Dark Vader

Photo: Kristina Alexanderson
Photo: Kristina Alexanderson

Note: I originally wrote this post in November but for some reason never published it. (Unpublished posts probably outnumber published ones on this blog!) I just read through it again and decided it needs to see the light of day. Enjoy!

Darth Vader. What a villain. At least that’s how we usually see him. After all he does murder countless innocents and aid a tyrant in his ascent to unchecked galactic power, not to mention killing his former master and friend and guiding the construction and deployment of not one but two planet-annihilating weapons.

On the other hand, you can also see Darth Vader as being quite a bit like the rest of us.

He comes from the middle of nowhere and takes an opportunity to improve his life. He thinks robots are cool and he loves his mom. He learns and grows, marries, has kids, advances in his career, and then goes through a (slightly early) mid-life crisis where the validity of everything he’s ever stood for is challenged. He’s shown a new worldview, one where good is evil and evil is good, and it’s frighteningly persuasive. And at some point, he has to make a choice. And he chooses darkness.

At its heart, Vader’s conflict seems to be a battle of ideologies—those of the Jedi and the Sith, built on opposite poles of the Force’s power. At some point, the dark voice—strengthened by the power of Anakin’s fears—becomes persuasive, and the Jedi wunderkind succumbs, transforming into the thing he swore to fight, something he never thought he could be.

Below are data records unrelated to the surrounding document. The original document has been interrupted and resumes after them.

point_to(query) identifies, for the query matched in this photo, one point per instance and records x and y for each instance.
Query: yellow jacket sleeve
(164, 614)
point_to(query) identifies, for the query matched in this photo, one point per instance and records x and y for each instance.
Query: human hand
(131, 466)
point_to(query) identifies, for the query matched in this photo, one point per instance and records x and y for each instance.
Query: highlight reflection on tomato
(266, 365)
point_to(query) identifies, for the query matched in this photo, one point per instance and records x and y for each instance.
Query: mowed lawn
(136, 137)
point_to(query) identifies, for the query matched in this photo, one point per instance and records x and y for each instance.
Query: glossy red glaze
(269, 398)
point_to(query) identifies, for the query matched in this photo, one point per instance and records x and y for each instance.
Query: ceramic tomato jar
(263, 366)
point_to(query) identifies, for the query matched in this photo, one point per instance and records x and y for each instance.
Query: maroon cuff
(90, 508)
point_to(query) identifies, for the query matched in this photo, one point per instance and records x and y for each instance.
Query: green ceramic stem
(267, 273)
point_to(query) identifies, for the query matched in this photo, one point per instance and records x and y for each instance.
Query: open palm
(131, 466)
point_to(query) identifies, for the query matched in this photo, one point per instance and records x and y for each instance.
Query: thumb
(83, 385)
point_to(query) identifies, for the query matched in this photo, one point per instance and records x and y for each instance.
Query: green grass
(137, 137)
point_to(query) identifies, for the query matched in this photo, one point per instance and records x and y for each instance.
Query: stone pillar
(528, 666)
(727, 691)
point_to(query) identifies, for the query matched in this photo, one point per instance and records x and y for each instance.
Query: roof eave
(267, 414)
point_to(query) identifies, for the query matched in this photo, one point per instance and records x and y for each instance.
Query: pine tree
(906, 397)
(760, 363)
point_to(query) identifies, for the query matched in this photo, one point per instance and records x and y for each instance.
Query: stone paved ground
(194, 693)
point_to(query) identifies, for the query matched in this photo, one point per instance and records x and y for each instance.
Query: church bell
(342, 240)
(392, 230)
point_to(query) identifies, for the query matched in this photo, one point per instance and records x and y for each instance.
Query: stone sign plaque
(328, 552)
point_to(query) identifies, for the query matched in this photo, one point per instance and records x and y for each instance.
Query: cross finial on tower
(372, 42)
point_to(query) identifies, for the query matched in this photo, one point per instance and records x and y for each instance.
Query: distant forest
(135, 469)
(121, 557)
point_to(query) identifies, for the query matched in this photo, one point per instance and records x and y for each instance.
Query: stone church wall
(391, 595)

If this fight over our own direction and identity isn’t universally human then I don’t know what is. Darth Vader—everyman.

Photo: Duane Romanell
Photo: Duane Romanell

Of course, (and I’m giving no spoiler alert here since this all came out 32 years ago) Anakin/Vader eventually finds the good in himself, repents, and turns back to the light. But to get there he goes through over three decades of profound darkness. He oppresses an entire galaxy. He’s horrible.

I certainly can’t recommend that approach to anyone. But I think there’s something to be said for the darkness. The forest must burn down in order to be renewed. Mourning precedes healing, winter comes before spring. Maybe it isn’t the only way of resolving our inner turmoil, but sometimes it is a way.

Sometimes, letting the night come is the only way to get to day.